The unexpected is not unpredictable

N. Lygeros




From a strategic point of view, a war always teaches a lot, not on consequences but on tactical choices resulting from great strategy. However, it is not its only contribution. It also refers to the quality of analysis coming after any attack and generally being conducted by military and strategic warriors. On this basis, the one entitled the Great surprise of general Frank is quite revealing about the mediological research and not the strategic one. For highlighting the element of surprise brought about by attack, it bases its demonstration on 3 points: (1) “Bombings should knock the adversary. Nothing happened.

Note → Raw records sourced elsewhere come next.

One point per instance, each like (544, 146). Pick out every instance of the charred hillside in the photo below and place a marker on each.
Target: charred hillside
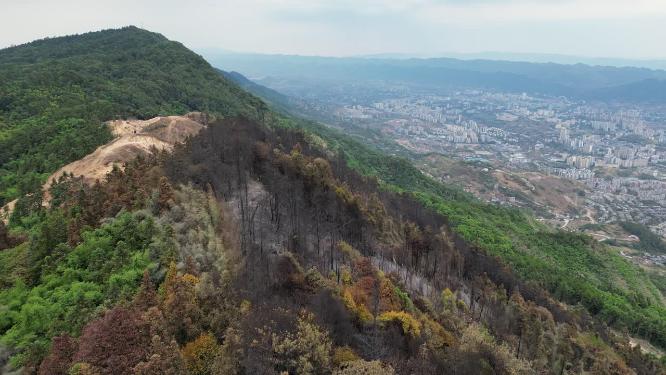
(266, 244)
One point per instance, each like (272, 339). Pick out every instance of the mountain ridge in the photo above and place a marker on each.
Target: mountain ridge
(268, 243)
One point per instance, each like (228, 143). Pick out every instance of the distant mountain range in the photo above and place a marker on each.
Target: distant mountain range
(659, 64)
(622, 84)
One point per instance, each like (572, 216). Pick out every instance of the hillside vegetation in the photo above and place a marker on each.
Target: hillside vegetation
(55, 95)
(268, 244)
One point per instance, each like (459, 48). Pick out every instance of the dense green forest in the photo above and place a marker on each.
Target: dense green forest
(270, 244)
(55, 95)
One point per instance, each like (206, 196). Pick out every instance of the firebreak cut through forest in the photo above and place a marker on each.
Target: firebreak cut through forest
(269, 244)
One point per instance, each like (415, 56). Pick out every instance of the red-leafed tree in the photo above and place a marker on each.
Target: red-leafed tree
(59, 359)
(115, 343)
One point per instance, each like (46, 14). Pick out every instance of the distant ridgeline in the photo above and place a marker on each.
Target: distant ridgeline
(625, 84)
(55, 95)
(270, 244)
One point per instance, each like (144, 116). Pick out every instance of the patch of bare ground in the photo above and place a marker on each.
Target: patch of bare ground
(132, 138)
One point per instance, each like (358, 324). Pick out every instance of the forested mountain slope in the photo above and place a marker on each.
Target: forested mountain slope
(267, 244)
(56, 93)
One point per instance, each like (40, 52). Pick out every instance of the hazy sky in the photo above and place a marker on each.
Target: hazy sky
(596, 28)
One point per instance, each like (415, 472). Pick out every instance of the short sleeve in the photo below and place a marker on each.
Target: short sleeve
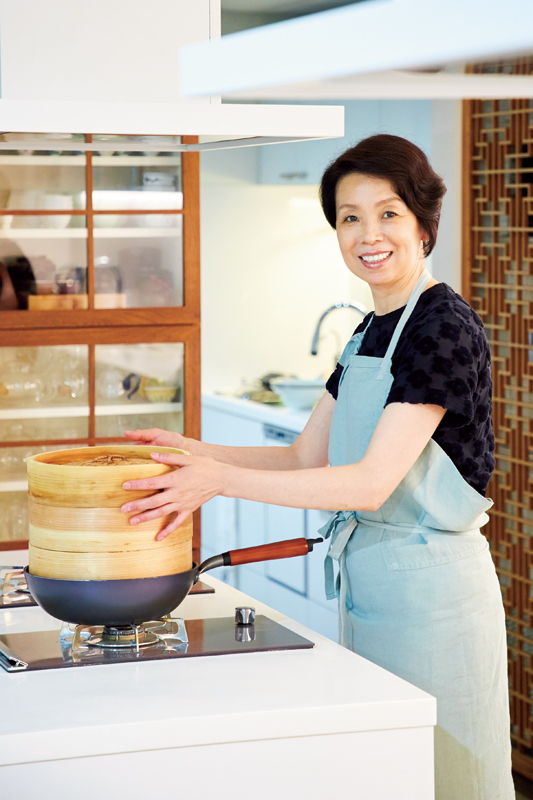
(441, 362)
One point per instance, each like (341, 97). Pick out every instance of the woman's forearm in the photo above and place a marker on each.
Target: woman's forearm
(309, 450)
(336, 488)
(259, 458)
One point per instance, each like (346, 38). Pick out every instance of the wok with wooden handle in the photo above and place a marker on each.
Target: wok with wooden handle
(137, 600)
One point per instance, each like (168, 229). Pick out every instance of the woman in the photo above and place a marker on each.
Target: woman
(405, 425)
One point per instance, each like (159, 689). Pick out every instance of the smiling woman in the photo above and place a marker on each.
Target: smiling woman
(405, 427)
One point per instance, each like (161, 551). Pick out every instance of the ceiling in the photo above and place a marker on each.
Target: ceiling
(238, 15)
(292, 7)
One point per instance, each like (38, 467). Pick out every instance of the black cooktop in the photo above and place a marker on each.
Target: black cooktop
(199, 637)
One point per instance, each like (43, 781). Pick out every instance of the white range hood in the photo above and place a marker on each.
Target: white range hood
(375, 48)
(112, 67)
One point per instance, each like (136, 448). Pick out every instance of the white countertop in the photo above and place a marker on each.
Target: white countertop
(260, 412)
(134, 707)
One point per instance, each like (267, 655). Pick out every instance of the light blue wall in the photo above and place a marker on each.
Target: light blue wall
(306, 161)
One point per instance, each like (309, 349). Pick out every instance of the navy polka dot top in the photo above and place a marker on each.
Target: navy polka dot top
(443, 359)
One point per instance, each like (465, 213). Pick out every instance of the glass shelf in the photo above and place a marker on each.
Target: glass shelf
(99, 233)
(101, 161)
(83, 411)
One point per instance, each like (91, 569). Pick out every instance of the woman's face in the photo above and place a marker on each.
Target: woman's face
(379, 237)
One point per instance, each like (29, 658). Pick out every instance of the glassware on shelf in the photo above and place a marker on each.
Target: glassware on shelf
(14, 515)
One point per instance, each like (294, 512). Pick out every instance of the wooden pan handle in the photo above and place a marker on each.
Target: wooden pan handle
(270, 552)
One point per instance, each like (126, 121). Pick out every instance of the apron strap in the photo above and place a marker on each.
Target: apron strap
(340, 527)
(419, 287)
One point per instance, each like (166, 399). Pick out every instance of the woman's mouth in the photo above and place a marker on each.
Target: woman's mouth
(375, 259)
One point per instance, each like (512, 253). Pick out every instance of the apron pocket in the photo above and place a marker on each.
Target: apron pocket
(421, 549)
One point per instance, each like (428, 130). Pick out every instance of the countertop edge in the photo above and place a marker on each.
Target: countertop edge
(259, 412)
(173, 733)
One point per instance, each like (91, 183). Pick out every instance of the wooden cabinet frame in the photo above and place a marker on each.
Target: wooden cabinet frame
(92, 326)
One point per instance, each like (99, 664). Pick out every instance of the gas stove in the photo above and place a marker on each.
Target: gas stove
(169, 638)
(14, 590)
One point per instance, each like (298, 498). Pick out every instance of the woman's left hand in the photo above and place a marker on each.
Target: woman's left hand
(181, 491)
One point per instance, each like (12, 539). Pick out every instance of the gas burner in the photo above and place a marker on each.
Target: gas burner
(174, 639)
(77, 639)
(122, 636)
(13, 588)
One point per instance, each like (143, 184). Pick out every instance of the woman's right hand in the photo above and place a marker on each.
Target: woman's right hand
(156, 437)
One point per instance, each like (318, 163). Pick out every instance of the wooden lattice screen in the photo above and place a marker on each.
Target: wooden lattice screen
(498, 282)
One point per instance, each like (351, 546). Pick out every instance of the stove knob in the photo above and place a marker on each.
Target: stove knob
(244, 615)
(244, 633)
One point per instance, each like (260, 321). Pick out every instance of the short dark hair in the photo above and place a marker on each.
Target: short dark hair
(400, 162)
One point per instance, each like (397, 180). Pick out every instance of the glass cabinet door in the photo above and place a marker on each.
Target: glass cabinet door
(138, 386)
(121, 212)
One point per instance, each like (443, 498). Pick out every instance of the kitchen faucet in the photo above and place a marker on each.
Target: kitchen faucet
(359, 307)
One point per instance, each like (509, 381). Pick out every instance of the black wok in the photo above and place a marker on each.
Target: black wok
(133, 601)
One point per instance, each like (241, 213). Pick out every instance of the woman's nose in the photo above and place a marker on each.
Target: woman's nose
(371, 233)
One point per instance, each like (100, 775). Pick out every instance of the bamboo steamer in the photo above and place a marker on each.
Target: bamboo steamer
(77, 530)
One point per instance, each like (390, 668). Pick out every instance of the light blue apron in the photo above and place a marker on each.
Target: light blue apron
(418, 592)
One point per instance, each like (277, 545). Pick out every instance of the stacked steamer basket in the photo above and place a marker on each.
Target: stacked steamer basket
(77, 530)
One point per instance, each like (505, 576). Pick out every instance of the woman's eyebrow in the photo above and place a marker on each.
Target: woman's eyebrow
(379, 203)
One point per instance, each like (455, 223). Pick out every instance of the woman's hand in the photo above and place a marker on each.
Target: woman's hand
(156, 437)
(181, 491)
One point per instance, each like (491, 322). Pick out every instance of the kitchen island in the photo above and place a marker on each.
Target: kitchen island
(308, 723)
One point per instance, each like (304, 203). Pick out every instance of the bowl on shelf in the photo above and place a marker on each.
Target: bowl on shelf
(160, 393)
(298, 394)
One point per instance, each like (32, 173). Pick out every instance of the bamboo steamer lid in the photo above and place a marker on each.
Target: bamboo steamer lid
(77, 530)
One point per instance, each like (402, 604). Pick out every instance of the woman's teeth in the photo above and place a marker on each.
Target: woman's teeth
(377, 258)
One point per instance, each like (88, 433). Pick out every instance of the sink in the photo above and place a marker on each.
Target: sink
(298, 394)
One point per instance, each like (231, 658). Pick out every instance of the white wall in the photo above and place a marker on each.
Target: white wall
(446, 159)
(270, 267)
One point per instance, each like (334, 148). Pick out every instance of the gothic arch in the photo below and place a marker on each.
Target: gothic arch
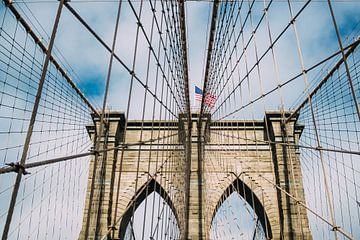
(153, 186)
(250, 197)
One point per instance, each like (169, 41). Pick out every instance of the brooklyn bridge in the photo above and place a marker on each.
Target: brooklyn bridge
(188, 119)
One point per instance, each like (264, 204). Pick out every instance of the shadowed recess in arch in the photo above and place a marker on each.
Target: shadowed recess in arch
(240, 213)
(154, 207)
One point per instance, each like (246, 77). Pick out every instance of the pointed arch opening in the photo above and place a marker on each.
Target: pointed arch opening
(239, 213)
(151, 215)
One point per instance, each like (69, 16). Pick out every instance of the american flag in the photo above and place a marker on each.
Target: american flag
(198, 94)
(210, 99)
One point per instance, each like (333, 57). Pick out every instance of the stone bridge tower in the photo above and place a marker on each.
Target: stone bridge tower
(252, 158)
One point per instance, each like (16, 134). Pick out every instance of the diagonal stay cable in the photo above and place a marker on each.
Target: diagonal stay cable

They have been very limited.” (2) “The action was brought at dawn though Americans prefer to start their operations in the middle of the night for some time.” (3) “But the third surprise is even more amazing. Perhaps unprecedented. [...] Officers would have admitted themselves stunned by these first strikes they have apparently not been warned about.” In reality, none of these points represent a surprise.
The power of the element of surprise mainly comes from its unpredictable nature. Yet, the points mentioned in this study are all predictable as we'll present later. The element of surprise is really a formidable weapon in strategy but some operations are only surprises for some analysts or their readership.
The first case is relatively basic to deal with, when one has a minimum knowledge about military and psychological arsenal. It is first interesting to use the weapons of psychological warfare to prepare the ground for real war. Thus, the type of provided information is predictable and almost natural. Then, this army having specific weapons such as exotic weapons or more generally high precision missiles and stealth bombers, it is better to use them before massive attack that doesn’t need of course, neither secrecy nor precision.
The second case is simply made clear by meteorology and more precisely, by the state of moon. When one has equipments enabling night vision and being an advantage over enemy, no night attack has to be led during full moon. For the advantage can't be used. Thus, analysts expected an attack after this period. So, the most judicious is to attack at dawn. The point is not a surprise but a consequence of military logic. Moreover, the land attack was mainly a mere advance towards adverse territory and not enemy for it was not very populated and not protected. Central attacks being made by Tomahawk and BLU-169/13 missiles are independent of these conditions.
At last, the last case is by far the most contestable as an evidence of the element of surprise and this, for several reasons. First, officers have no point in giving sensitive information. On the contrary, they have to help to disinform. Moreover, it is not surprising that the command makes the most of the information given by the information networks as discreetly as possible. As regards time-limits, they are logic too. For the time of a sensitive information is extremely short in the spying field.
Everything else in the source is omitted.